• Anasayfa
  • Favorilere Ekle
  • Site Haritası
  • https://www.facebook.com/insanveislam.org/
  • https://twitter.com/insanuislam











Kazandıklarımızı Devam Ettirelim

KAZANDIKLARIMIZI DEVAM ETTİRELİM

 

وَاعْبُدْ رَبَّكَ حَتَّى يَأْتِيَكَ الْيَقِينُ:

 

     “Ölüm sana gelinceye kadar Rabbine ibadet et.”  (HİCR SURESİ – 99. AYET)

 

     Evveli rahmet, ortası mağfiret ve sonu cehennemden azad olan mübarek ramazan ayını geride bıraktık. Oruçla bedenler ve nefisler terbiye altına alındı. Bir kez daha sabrı, yardımlaşmayı, paylaşmayı, özveriyi öğrendik. Dünya nimetlerinin bir sınav olduğunu; gelip geçici olanın değil, kalıcı ve ebedî olanın insanı yücelttiğini anladık. Gönüller, manevî huzur ikliminde bir ay boyunca yıkandı. Bu duygularla ramazanda kazandığımız bu güzel haslet ve yüksek değerleri, ramazan sonrasında da koruyup yaşamak oldukça önemlidir. Zira Yüce Allah’a karşı sorumluluğumuz sadece Ramazan ayına mahsus değildir. Ramazan ayında yoğun bir ibadetle vaktimizi geçirmeye çalıştık. Namazımıza, cemaate devam ettik. Muhtaçlara yardım ettik. Günahlarımıza tövbe ettik. Bunlara ve diğer dini görevlerimize ramazan sonrasında da devam etmeliyiz. Bu kazanımların bazılarını ele alalım:

     1- İBADETLER: İnsanın, Allah ve Peygamberin emir ve yasaklarına uyması ibadettir. Cenâb-ı Hak şöyle buyurur:

 

وَمَاخَلَقْتُ الْجِنَّ وَالْإِنسَ إِلَّا لِيَعْبُدُونِ:

 

      “İnsanları ve cinleri ancak Bana ibadet etsinler diye yarattım.” (ZARİYAT SURESİ – 56. AYET)
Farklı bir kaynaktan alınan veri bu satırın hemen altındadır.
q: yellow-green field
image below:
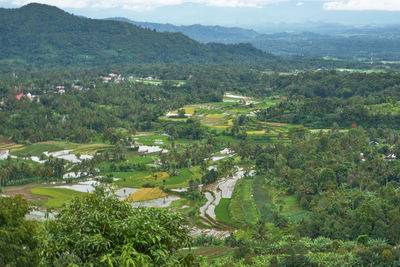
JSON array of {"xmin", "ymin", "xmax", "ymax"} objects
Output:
[
  {"xmin": 126, "ymin": 187, "xmax": 167, "ymax": 202},
  {"xmin": 31, "ymin": 187, "xmax": 85, "ymax": 208},
  {"xmin": 10, "ymin": 141, "xmax": 111, "ymax": 157}
]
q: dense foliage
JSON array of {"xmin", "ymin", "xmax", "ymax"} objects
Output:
[
  {"xmin": 41, "ymin": 188, "xmax": 190, "ymax": 266},
  {"xmin": 0, "ymin": 4, "xmax": 275, "ymax": 66},
  {"xmin": 0, "ymin": 196, "xmax": 41, "ymax": 266}
]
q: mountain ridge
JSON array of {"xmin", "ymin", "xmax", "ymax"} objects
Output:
[{"xmin": 0, "ymin": 3, "xmax": 276, "ymax": 66}]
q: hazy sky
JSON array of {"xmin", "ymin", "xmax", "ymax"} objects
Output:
[
  {"xmin": 0, "ymin": 0, "xmax": 400, "ymax": 11},
  {"xmin": 0, "ymin": 0, "xmax": 400, "ymax": 26}
]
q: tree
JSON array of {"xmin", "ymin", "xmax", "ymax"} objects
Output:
[
  {"xmin": 0, "ymin": 196, "xmax": 40, "ymax": 266},
  {"xmin": 42, "ymin": 187, "xmax": 194, "ymax": 266}
]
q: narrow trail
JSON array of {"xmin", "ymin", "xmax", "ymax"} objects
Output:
[{"xmin": 192, "ymin": 166, "xmax": 253, "ymax": 238}]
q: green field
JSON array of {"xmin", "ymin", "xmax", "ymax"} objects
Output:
[
  {"xmin": 253, "ymin": 176, "xmax": 308, "ymax": 221},
  {"xmin": 165, "ymin": 166, "xmax": 203, "ymax": 188},
  {"xmin": 10, "ymin": 141, "xmax": 111, "ymax": 157},
  {"xmin": 215, "ymin": 198, "xmax": 236, "ymax": 226},
  {"xmin": 31, "ymin": 187, "xmax": 85, "ymax": 208},
  {"xmin": 135, "ymin": 134, "xmax": 170, "ymax": 146},
  {"xmin": 229, "ymin": 179, "xmax": 260, "ymax": 225}
]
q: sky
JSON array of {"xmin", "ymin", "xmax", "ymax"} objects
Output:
[{"xmin": 0, "ymin": 0, "xmax": 400, "ymax": 28}]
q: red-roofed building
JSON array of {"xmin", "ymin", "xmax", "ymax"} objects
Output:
[{"xmin": 15, "ymin": 93, "xmax": 24, "ymax": 100}]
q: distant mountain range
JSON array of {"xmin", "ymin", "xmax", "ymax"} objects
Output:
[
  {"xmin": 107, "ymin": 18, "xmax": 400, "ymax": 61},
  {"xmin": 0, "ymin": 4, "xmax": 276, "ymax": 66}
]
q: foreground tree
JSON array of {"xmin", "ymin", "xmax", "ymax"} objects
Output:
[
  {"xmin": 0, "ymin": 196, "xmax": 40, "ymax": 266},
  {"xmin": 42, "ymin": 188, "xmax": 194, "ymax": 266}
]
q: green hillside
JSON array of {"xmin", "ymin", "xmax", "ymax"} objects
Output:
[{"xmin": 0, "ymin": 4, "xmax": 275, "ymax": 66}]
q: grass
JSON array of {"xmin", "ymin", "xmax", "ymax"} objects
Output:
[
  {"xmin": 253, "ymin": 176, "xmax": 276, "ymax": 221},
  {"xmin": 229, "ymin": 179, "xmax": 259, "ymax": 225},
  {"xmin": 112, "ymin": 171, "xmax": 158, "ymax": 188},
  {"xmin": 10, "ymin": 141, "xmax": 111, "ymax": 157},
  {"xmin": 126, "ymin": 187, "xmax": 167, "ymax": 202},
  {"xmin": 165, "ymin": 166, "xmax": 203, "ymax": 188},
  {"xmin": 31, "ymin": 187, "xmax": 85, "ymax": 208},
  {"xmin": 135, "ymin": 134, "xmax": 170, "ymax": 146},
  {"xmin": 215, "ymin": 198, "xmax": 236, "ymax": 226},
  {"xmin": 111, "ymin": 166, "xmax": 203, "ymax": 189},
  {"xmin": 253, "ymin": 176, "xmax": 309, "ymax": 221}
]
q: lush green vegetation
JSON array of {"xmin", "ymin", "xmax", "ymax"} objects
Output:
[
  {"xmin": 0, "ymin": 4, "xmax": 276, "ymax": 67},
  {"xmin": 0, "ymin": 49, "xmax": 400, "ymax": 266},
  {"xmin": 31, "ymin": 187, "xmax": 83, "ymax": 208}
]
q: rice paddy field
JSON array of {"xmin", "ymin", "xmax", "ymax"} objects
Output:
[
  {"xmin": 10, "ymin": 141, "xmax": 111, "ymax": 157},
  {"xmin": 31, "ymin": 187, "xmax": 85, "ymax": 208},
  {"xmin": 0, "ymin": 93, "xmax": 307, "ymax": 240},
  {"xmin": 126, "ymin": 187, "xmax": 167, "ymax": 202}
]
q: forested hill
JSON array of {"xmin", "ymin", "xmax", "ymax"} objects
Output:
[
  {"xmin": 107, "ymin": 17, "xmax": 260, "ymax": 44},
  {"xmin": 0, "ymin": 4, "xmax": 277, "ymax": 66}
]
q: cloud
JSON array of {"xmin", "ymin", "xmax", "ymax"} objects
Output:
[
  {"xmin": 324, "ymin": 0, "xmax": 400, "ymax": 11},
  {"xmin": 10, "ymin": 0, "xmax": 289, "ymax": 11}
]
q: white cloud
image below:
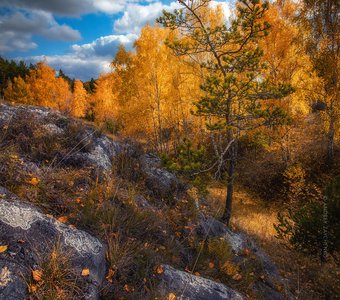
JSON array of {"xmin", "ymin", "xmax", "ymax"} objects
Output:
[
  {"xmin": 5, "ymin": 0, "xmax": 230, "ymax": 80},
  {"xmin": 72, "ymin": 33, "xmax": 137, "ymax": 58},
  {"xmin": 18, "ymin": 34, "xmax": 137, "ymax": 81},
  {"xmin": 0, "ymin": 0, "xmax": 147, "ymax": 16},
  {"xmin": 113, "ymin": 2, "xmax": 180, "ymax": 33},
  {"xmin": 0, "ymin": 10, "xmax": 81, "ymax": 52},
  {"xmin": 17, "ymin": 53, "xmax": 112, "ymax": 81}
]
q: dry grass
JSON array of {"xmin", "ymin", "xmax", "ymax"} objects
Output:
[
  {"xmin": 27, "ymin": 242, "xmax": 85, "ymax": 300},
  {"xmin": 208, "ymin": 184, "xmax": 277, "ymax": 241},
  {"xmin": 208, "ymin": 184, "xmax": 340, "ymax": 300}
]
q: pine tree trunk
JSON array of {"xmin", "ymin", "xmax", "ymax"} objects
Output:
[
  {"xmin": 327, "ymin": 117, "xmax": 335, "ymax": 166},
  {"xmin": 222, "ymin": 155, "xmax": 235, "ymax": 226}
]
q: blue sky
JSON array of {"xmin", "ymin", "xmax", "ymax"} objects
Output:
[{"xmin": 0, "ymin": 0, "xmax": 230, "ymax": 80}]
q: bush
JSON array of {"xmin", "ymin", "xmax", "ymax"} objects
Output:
[
  {"xmin": 274, "ymin": 177, "xmax": 340, "ymax": 258},
  {"xmin": 163, "ymin": 139, "xmax": 206, "ymax": 176}
]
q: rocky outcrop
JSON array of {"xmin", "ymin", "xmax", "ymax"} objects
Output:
[
  {"xmin": 0, "ymin": 104, "xmax": 185, "ymax": 200},
  {"xmin": 159, "ymin": 265, "xmax": 245, "ymax": 300},
  {"xmin": 196, "ymin": 215, "xmax": 294, "ymax": 300},
  {"xmin": 140, "ymin": 154, "xmax": 185, "ymax": 199},
  {"xmin": 0, "ymin": 187, "xmax": 105, "ymax": 299}
]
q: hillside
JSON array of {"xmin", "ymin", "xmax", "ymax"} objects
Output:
[{"xmin": 0, "ymin": 104, "xmax": 302, "ymax": 299}]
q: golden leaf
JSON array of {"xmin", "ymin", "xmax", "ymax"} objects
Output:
[
  {"xmin": 156, "ymin": 265, "xmax": 164, "ymax": 274},
  {"xmin": 28, "ymin": 283, "xmax": 38, "ymax": 294},
  {"xmin": 28, "ymin": 177, "xmax": 40, "ymax": 186},
  {"xmin": 124, "ymin": 284, "xmax": 130, "ymax": 292},
  {"xmin": 57, "ymin": 216, "xmax": 68, "ymax": 223},
  {"xmin": 0, "ymin": 245, "xmax": 8, "ymax": 253},
  {"xmin": 106, "ymin": 268, "xmax": 115, "ymax": 283},
  {"xmin": 233, "ymin": 273, "xmax": 242, "ymax": 281},
  {"xmin": 81, "ymin": 268, "xmax": 90, "ymax": 276},
  {"xmin": 243, "ymin": 248, "xmax": 251, "ymax": 256},
  {"xmin": 32, "ymin": 270, "xmax": 42, "ymax": 282}
]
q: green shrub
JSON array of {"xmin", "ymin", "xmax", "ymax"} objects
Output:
[{"xmin": 274, "ymin": 177, "xmax": 340, "ymax": 256}]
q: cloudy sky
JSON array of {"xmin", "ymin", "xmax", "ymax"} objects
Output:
[{"xmin": 0, "ymin": 0, "xmax": 231, "ymax": 80}]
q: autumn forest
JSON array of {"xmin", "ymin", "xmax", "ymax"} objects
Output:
[{"xmin": 0, "ymin": 0, "xmax": 340, "ymax": 300}]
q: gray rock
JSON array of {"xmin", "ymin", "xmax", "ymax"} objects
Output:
[
  {"xmin": 159, "ymin": 265, "xmax": 245, "ymax": 300},
  {"xmin": 196, "ymin": 215, "xmax": 294, "ymax": 300},
  {"xmin": 140, "ymin": 154, "xmax": 185, "ymax": 199},
  {"xmin": 0, "ymin": 187, "xmax": 105, "ymax": 299}
]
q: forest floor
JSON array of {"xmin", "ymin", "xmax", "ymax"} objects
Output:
[{"xmin": 207, "ymin": 183, "xmax": 340, "ymax": 300}]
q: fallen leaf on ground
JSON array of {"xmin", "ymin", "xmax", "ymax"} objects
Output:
[
  {"xmin": 57, "ymin": 216, "xmax": 68, "ymax": 223},
  {"xmin": 156, "ymin": 265, "xmax": 164, "ymax": 274},
  {"xmin": 28, "ymin": 283, "xmax": 38, "ymax": 294},
  {"xmin": 124, "ymin": 284, "xmax": 133, "ymax": 293},
  {"xmin": 106, "ymin": 269, "xmax": 115, "ymax": 283},
  {"xmin": 81, "ymin": 268, "xmax": 90, "ymax": 276},
  {"xmin": 32, "ymin": 270, "xmax": 42, "ymax": 282},
  {"xmin": 233, "ymin": 273, "xmax": 242, "ymax": 281},
  {"xmin": 0, "ymin": 245, "xmax": 8, "ymax": 253},
  {"xmin": 28, "ymin": 177, "xmax": 40, "ymax": 186}
]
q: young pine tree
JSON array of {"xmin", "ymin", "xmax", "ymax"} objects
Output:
[{"xmin": 158, "ymin": 0, "xmax": 290, "ymax": 224}]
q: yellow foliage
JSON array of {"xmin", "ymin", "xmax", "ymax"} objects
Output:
[
  {"xmin": 71, "ymin": 80, "xmax": 88, "ymax": 118},
  {"xmin": 28, "ymin": 177, "xmax": 40, "ymax": 186},
  {"xmin": 0, "ymin": 245, "xmax": 8, "ymax": 253},
  {"xmin": 81, "ymin": 268, "xmax": 90, "ymax": 276},
  {"xmin": 32, "ymin": 270, "xmax": 43, "ymax": 282}
]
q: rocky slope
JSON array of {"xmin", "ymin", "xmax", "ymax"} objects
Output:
[{"xmin": 0, "ymin": 104, "xmax": 293, "ymax": 299}]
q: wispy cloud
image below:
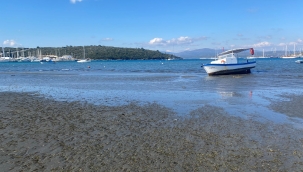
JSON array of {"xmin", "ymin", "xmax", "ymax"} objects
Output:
[
  {"xmin": 247, "ymin": 8, "xmax": 259, "ymax": 13},
  {"xmin": 3, "ymin": 40, "xmax": 17, "ymax": 47},
  {"xmin": 148, "ymin": 36, "xmax": 208, "ymax": 46},
  {"xmin": 70, "ymin": 0, "xmax": 82, "ymax": 4},
  {"xmin": 102, "ymin": 38, "xmax": 114, "ymax": 41},
  {"xmin": 253, "ymin": 41, "xmax": 271, "ymax": 47}
]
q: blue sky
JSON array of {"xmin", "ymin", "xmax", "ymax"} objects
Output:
[{"xmin": 0, "ymin": 0, "xmax": 303, "ymax": 52}]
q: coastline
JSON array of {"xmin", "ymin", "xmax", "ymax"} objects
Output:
[{"xmin": 0, "ymin": 92, "xmax": 303, "ymax": 171}]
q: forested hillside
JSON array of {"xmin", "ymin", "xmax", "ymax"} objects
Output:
[{"xmin": 4, "ymin": 45, "xmax": 181, "ymax": 60}]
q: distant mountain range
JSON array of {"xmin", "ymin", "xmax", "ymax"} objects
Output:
[{"xmin": 173, "ymin": 48, "xmax": 299, "ymax": 59}]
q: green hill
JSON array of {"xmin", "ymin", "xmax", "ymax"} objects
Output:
[{"xmin": 1, "ymin": 45, "xmax": 182, "ymax": 60}]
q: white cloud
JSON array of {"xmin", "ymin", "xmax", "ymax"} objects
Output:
[
  {"xmin": 148, "ymin": 36, "xmax": 208, "ymax": 46},
  {"xmin": 3, "ymin": 40, "xmax": 16, "ymax": 47},
  {"xmin": 102, "ymin": 38, "xmax": 114, "ymax": 41},
  {"xmin": 149, "ymin": 38, "xmax": 167, "ymax": 45},
  {"xmin": 253, "ymin": 41, "xmax": 271, "ymax": 47},
  {"xmin": 70, "ymin": 0, "xmax": 82, "ymax": 4}
]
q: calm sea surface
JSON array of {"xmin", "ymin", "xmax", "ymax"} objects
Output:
[{"xmin": 0, "ymin": 58, "xmax": 303, "ymax": 126}]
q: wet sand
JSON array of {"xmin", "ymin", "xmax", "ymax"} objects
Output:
[
  {"xmin": 0, "ymin": 92, "xmax": 303, "ymax": 171},
  {"xmin": 270, "ymin": 94, "xmax": 303, "ymax": 118}
]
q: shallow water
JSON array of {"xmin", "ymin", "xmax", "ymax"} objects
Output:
[{"xmin": 0, "ymin": 59, "xmax": 303, "ymax": 126}]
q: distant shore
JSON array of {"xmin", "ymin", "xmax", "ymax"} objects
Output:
[{"xmin": 0, "ymin": 92, "xmax": 303, "ymax": 171}]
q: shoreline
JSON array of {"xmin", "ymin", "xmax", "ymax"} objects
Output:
[{"xmin": 0, "ymin": 92, "xmax": 303, "ymax": 171}]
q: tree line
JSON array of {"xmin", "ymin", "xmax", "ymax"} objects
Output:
[{"xmin": 5, "ymin": 45, "xmax": 181, "ymax": 60}]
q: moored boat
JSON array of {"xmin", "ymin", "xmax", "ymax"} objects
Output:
[{"xmin": 202, "ymin": 48, "xmax": 256, "ymax": 75}]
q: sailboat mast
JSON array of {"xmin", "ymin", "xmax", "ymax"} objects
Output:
[{"xmin": 83, "ymin": 46, "xmax": 85, "ymax": 59}]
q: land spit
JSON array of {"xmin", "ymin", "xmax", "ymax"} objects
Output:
[{"xmin": 0, "ymin": 92, "xmax": 303, "ymax": 171}]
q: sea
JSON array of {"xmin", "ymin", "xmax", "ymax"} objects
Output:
[{"xmin": 0, "ymin": 58, "xmax": 303, "ymax": 126}]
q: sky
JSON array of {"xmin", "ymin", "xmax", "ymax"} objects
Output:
[{"xmin": 0, "ymin": 0, "xmax": 303, "ymax": 52}]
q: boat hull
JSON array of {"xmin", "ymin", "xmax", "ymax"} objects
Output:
[{"xmin": 203, "ymin": 62, "xmax": 256, "ymax": 75}]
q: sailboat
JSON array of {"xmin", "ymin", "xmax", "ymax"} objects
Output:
[{"xmin": 77, "ymin": 46, "xmax": 91, "ymax": 63}]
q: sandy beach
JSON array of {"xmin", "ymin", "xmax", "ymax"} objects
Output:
[{"xmin": 0, "ymin": 92, "xmax": 303, "ymax": 171}]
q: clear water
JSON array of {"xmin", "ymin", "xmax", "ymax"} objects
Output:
[{"xmin": 0, "ymin": 58, "xmax": 303, "ymax": 127}]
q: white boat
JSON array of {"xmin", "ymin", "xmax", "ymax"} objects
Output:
[
  {"xmin": 281, "ymin": 44, "xmax": 300, "ymax": 59},
  {"xmin": 77, "ymin": 46, "xmax": 91, "ymax": 63},
  {"xmin": 202, "ymin": 48, "xmax": 256, "ymax": 75}
]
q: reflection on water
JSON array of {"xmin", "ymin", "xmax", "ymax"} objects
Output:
[{"xmin": 0, "ymin": 59, "xmax": 303, "ymax": 127}]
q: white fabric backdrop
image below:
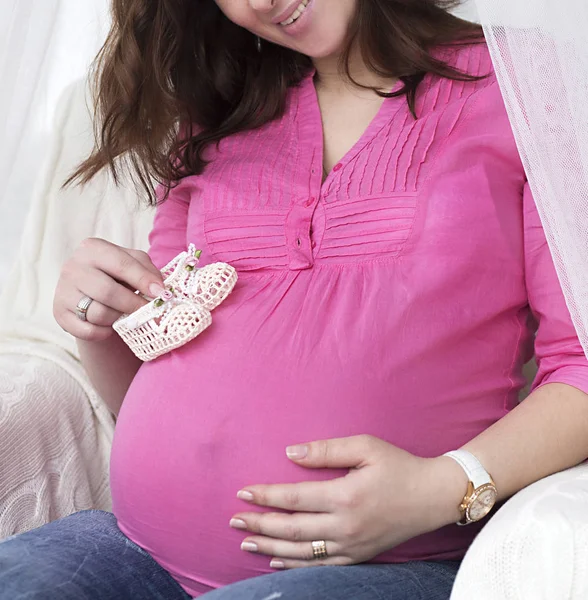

     İnsanın maddî ve manevî yönü vardır. Maddî yönü topraktan yaratılmıştır. Gıdası da topraktan yetişir. Bu nedenle Allah’ın bizlere toprak’tan sunduğu sebze ve meyveleri alarak beslenir ve sağlığımızı devam ettiririz. Ruhumuz nurdan yaratılmıştır. Gıdası da nuranidir. Nurani gıdalar ise namaz, oruç, Kur’an okumak ve Allah’ı zikretmek gibi ibadetlerdir. Nasıl haftada bir defa veya yılda sadece bir ay yiyip içmek suretiyle, bedenin maddî ihtiyaçları karşılanmıyor ise; haftada bir cuma namazı kılmak veya yılda sadece ramazan ayında ibadet etmekle manevî ihtiyaçlar da karşılanmış olmaz. Dolayısıyla ramazan ayında kazandığımız cemaatle ibadet etme alışkanlığımızı, hayatımız boyunca devam ettirmeliyiz. Zira ömrün en hayırlısı, ibadetlere sabır göstererek Yüce Allah’ın rızası doğrultusunda sürdürülenidir. Nitekim Cenâb-ı Hakk şöyle emrediyor:

 

وَاعْبُدْ رَبَّكَ حَتَّى يَأْتِيَكَ الْيَقِينُ:

 

     “Ölüm sana gelinceye kadar Rabbine ibadet et.”   (HİCR SURESİ – 99. AYET)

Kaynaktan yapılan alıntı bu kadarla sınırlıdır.